Ocean Cleanup esiste dal 2013. L’anno prima il suo fondatore, l’olandese Boyan Slat, che all’epoca aveva 18 anni, aveva spiegato in una conferenza TEDx la sua idea per ripulire gli oceani dalla plastica usando una grande barriera.

Il progetto iniziale prevedeva che la barriera, composta da una serie di galleggianti e da una rete, fosse ancorata. Il primo prototipo fu distrutto dalle correnti nel 2016 ma Slat ottenne comunque decine di milioni di dollari di finanziamenti da miliardari della Silicon Valley, come il cofondatore di PayPal Peter Thiel, e da tante persone che parteciparono a un crowdfunding, per riprovarci. Il secondo prototipo, a forma di U, doveva essere trasportato dai venti e dalle correnti.
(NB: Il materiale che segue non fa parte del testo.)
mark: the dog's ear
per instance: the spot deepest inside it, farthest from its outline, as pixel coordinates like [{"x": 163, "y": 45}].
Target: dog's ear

Costò 20 milioni di dollari, fu testato nel 2018 e fu un fallimento.

Il primo successo di Ocean Cleanup arrivò nel 2019. Da allora la barriera setaccia-plastica è stata ulteriormente modificata e negli ultimi quattro mesi il modello attuale (il cosiddetto System 002) ha permesso di recuperare quasi 29 tonnellate di rifiuti che galleggiavano nel Pacifico.

Il System 002 è sempre fatto di una grande barriera di galleggianti e reti, ma a differenza delle versioni precedenti la barriera viene costantemente trainata da due navi nelle aree dove si raccolgono i detriti di plastica; le navi sono fornite dalla grande azienda di trasporti marittimi A.P. Moller-Maersk, una dei più importanti finanziatori del progetto.

Usando le navi, la raccolta è accelerata rispetto a quella resa possibile dal modello del 2019. Secondo Slat una decina di barriere simili a quella attuale, ma più grandi, potrebbero rimuovere la metà della plastica che galleggia tra la California e le Hawaii in cinque anni e il 90 per cento di tutta la plastica negli oceani entro il 2040.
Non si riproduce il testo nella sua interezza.